①黎明期:1st EPから『Bad Moon Rising』
②確立期:Steve Shelley加入から『Daydream Nation』
③オルタナティブ期:メジャー移籍、オルタナブーム
④メジャーでの実験期
⑤Jim O'Rourke参加、加入による転換期
⑥Jim O'Rourke脱退~Matador移籍~活動停止

 というわけで、今回は③の時期について。『Goo』と『Dirty』について語ってみます。この時期は『Daydream Nation』で高い評価を得たバンドがメジャーレーベルと契約し、作品をリリースしていくことになる。特に有名なエピソードとしては、Nirvanaがメジャーと契約する際にSonic Youthがいるという理由でGeffinを選んだことかな。また、Nirvana『Nevermind』のヒット以降、多くのインディバンドがメジャーと契約することになるが、それを間接的に牽引したのがSonic Youthと言えると思う。


Goo

 1990年リリース、初のメジャーからの作品。
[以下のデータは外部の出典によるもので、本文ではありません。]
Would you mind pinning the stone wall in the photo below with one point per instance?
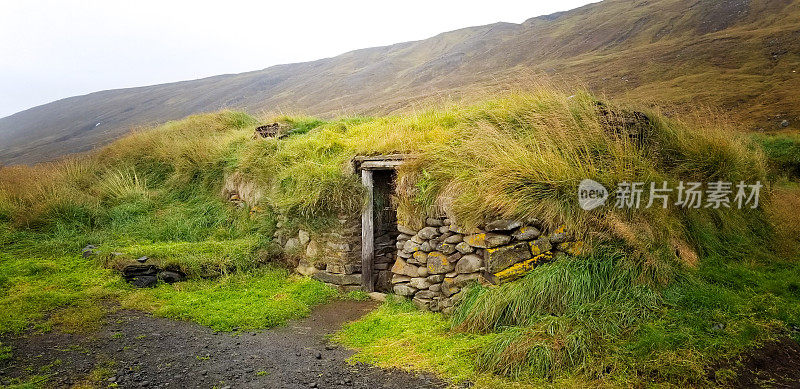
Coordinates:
(433, 264)
(333, 257)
ジャケットはBlack Flagのジャケット絵を手掛けたRaymond Pettibonによるもの。このジャケットも非常に有名で、色々なところでオマージュ的に使用されていたりする。前作『Daydream Nation』からさらにポップになり、非常に聴きやすくなった。とは言え、Sonic Youthらしさは健在で、やはり変則チューニングを使用し、曲は聴きやすくも随所に実験的な要素を入れ込んでいる。冒頭の『Dirty Boots』から疾走感溢れる曲で、Sonic Youth独特のノイジーさも併せ持っている。『Tunic (Song for Karen)』はCarpentersのKaren Carpenterに捧げられた曲。ライブでもよく演奏されていた『Kool Thing』ではPublic EnemyのChuck Dが参加し、Kimのヴォーカルとともに曲を盛り上げている。個人的にこのアルバムで一番好きな曲が『Mote』。Leeのヴォーカル曲で、イントロから既にかっこいいという名曲。Leeの歌声のバックではギターが荒れ狂っていて、それをベースとドラムがしっかりと支えている。前半はLeeのヴォーカルがメインだけど、それが後半一気にノイジーなアンサンブルへと一変するという展開もまたかっこいい。今聴くと、このような音はEarthなどにも影響を与えていたのではないだろうか、とも思う。他にも『My Friend Goo』のどこかコミカルな感じのするKimのヴォーカルや『Mildred Pierce』の徐々に盛り上がって最後にThurstonの絶叫で終わったり、Kimのヴォーカルがかっこいい『Cinderella's Big Score』など、聴きどころもたくさんある。
 メジャーデビュー作としては完璧だったと思うけど、後にメンバーは『Goo』を気に入っていない、と語っていたらしい。今検索してもそういう記事は出て来ないので、実際はどうなのか分からないけど。でも、メジャーに行っても自分たちのスタンスを崩さなかったという点が後に大きな影響を与えることになったと思う。

Dirty

 1992年リリース作品。この時期は既にNirvanaのヒットでオルタナティブムーブメント真っ最中だったはず(リアルタイム世代ではないので、実際はどうだったか知りません……)。このアルバムでまず述べるべきことは、プロデューサーがButch Vig、ミックスを担当したのがAndy Wallaceという、Nirvana『Nevermind』と同じ人選だったということ。さらに、メジャー2作目で『Goo』に比べると余裕もあったのか、音そのもののクオリティも上がっていることが挙げられる。後にメンバーとなるJim O'Rourkeは『Dirty』を「最もスタジオを上手く使った作品」と評してるとか。
 冒頭の『100%』からいきなりノイジーなギターで始まるという、遠慮のなさ。続く『Swimsuit Issue』もイントロからヘヴィに各楽器が鳴り響き、吐き捨てるかのようにKimのヴォーカルが炸裂する。『Theresa's Sound-World』はちょっと落ち着くが、その後の『Drunken Butterfly』ではまたもやイントロから飛ばしまくる。Leeのヴォーカル曲『Wish Fulfillment』はまたもやかっこいい。『Sugar Kane』や『Youth Against Fascism』はシングル曲にもなっている。特に後者ではFugaziのIan MacKayeが参加しているのもポイントかな。ずっと同じリズム、そして「It's the song I hate」と繰り返し歌うThurstonのヴォーカルが印象的。また『Chapel Hill』はかなりストレートでポップな曲だったり。全ての曲を取り上げると長くなるのでしないけど、全体的にかなり音圧が強く、曲も当時のオルタナティブブームに沿った(と言っても勿論Sonic Youth流で、だけど)、かなり聴きやすいアルバムとなっている。演奏でノイズを聴かせたり、間奏でギターが荒れ狂ったり、これまでのSonic Youthの要素は勿論あるけど、ここまでリリースしたアルバムで一番メインストリームに寄り添ったものではないか、と思う。

 この『Goo』と『Dirty』は聴きやすいし、彼らの代表作でもあるので、最初に聴くならこの2枚のどちらかがおすすめかな。でも逆に、この2枚は彼らのアルバムの中では「異質」と言えるのかも。この2枚でこういうスタイルはもうやり尽くしたのか、次作では大きく方向転換する。それについてはまた次回。